The nub of their argument was that “what Churches do is a matter for Churches” but that the state needed to treat everyone equally and that the “traditional” family based on heterosexual marriage should not have any higher status in law or practice than any other form of family life. Law and social policy, in their view, should recognise the diversity of family life in Ireland and all families, including those in which the partners were unmarried, should have the same rights to respect and recognition.

David Ford MLA, leader of the Alliance Party and Minister of Justice in the Executive, proposed an amendment to leave out from “Assembly” to the end of the question and add:

“states its support for the extension of civil marriage provisions in Northern Ireland to same-sex couples, provided that robust legislative measures permit faith groups to define, articulate and practise religious marriage as they determine; and calls for respectful dialogue on this issue between all members of society”.

He believed that the Sinn Féin motion was deficient because it did not balance support for same-sex civil marriage with an acknowledgement of religious freedom and the rights of faith groups. He also accused Sinn Féin of grandstanding on the issue: what was needed, in his view, was constructive dialogue between elected representatives and civil society as a whole.

Unsurprisingly, both the amendment and the original motion were lost – the latter by an overall majority of 53 votes to 42: the Nationalists, broadly speaking, voted in favour and the Unionists against – though there was a thoughtful speech from at least one UUP member in support of the Alliance amendment during which Michael Copeland MLA reminded the Assembly of the disgraceful treatment meted out to Alan Turing. But, in accordance with the rules of the Assembly, the DUP had tabled a “petition of concern” – a mechanism designed to protect the interests of minorities – which meant that the motion would pass only if separate majorities of Nationalists and Unionists supported it. So even if it had achieved a majority of votes cast the motion would still not have been carried because there was no way that a majority of Unionists (of whatever party) was going to vote for it.

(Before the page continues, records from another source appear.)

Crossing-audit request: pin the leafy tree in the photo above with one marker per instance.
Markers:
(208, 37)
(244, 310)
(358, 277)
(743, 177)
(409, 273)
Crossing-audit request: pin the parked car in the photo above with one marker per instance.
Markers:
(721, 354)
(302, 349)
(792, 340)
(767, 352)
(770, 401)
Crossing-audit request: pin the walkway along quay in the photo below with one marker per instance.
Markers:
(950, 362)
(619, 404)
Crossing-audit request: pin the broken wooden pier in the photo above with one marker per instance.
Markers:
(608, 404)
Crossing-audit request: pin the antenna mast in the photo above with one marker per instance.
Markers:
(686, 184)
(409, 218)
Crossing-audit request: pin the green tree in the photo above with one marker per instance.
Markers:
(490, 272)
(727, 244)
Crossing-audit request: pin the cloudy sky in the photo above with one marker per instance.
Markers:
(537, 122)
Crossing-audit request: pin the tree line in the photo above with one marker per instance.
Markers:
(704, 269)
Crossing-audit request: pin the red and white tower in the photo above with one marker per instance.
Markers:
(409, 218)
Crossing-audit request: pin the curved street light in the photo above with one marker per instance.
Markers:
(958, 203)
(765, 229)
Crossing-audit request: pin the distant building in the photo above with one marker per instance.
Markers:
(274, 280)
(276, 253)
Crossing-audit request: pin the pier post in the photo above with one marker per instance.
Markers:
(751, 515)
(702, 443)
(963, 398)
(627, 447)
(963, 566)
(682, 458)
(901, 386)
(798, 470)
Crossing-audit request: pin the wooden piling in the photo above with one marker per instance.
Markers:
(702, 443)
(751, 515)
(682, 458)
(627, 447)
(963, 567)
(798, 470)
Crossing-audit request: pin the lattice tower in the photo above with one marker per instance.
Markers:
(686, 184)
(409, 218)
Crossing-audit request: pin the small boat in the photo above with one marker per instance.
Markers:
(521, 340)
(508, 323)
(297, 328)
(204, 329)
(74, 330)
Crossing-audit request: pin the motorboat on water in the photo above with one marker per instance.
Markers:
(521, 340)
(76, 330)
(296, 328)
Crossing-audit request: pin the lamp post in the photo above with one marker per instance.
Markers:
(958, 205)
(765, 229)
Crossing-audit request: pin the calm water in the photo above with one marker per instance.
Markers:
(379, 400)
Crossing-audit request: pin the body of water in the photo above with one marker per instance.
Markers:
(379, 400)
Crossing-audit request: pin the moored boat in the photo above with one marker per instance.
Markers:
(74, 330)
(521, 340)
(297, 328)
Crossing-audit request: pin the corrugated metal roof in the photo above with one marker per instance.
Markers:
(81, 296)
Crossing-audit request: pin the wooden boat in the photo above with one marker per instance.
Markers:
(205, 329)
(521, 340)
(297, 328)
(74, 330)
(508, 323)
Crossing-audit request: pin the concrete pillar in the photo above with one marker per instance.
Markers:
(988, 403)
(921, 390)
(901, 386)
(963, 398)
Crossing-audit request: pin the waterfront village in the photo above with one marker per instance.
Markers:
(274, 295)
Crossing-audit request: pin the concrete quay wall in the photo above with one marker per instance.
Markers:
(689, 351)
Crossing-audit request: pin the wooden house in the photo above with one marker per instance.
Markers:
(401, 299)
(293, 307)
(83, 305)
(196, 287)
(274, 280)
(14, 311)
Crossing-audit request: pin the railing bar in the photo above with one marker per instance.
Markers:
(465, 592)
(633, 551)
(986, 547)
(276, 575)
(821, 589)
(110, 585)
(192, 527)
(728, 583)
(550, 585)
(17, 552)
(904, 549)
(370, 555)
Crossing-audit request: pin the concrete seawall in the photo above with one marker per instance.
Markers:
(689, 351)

So the situation remains deadlocked. The provisions of the Civil Partnership Act 2004 apply equally to Northern Ireland as to the rest of the United Kingdom – but we are unlikely to see same-sex marriage in Northern Ireland any time soon, whatever happens in Great Britain or, for that matter, in Ireland.


By way of a footnote, the Irish Times reports that David Ford stood down as an elder of the Presbyterian Church in Ireland after the Alliance Party had voted on the previous occasion to support same-sex marriage – an initiative that the Presbyterian Church strongly opposes. The PCI press office released a statement which the parish minister, The Revd James Tosh, read to the congregation as follows:

“The kirk session wishes to inform the congregation that David Ford has, with sadness, decided to step aside for a time from the active duties of the eldership to reduce any offence his position has apparently caused to some within the congregation”.

The Clerk of the Templepatrick Presbytery, The Revd John Murdock, said that unease had been expressed by some members of Mr Ford’s congregation at Second Donegore Presbyterian Church.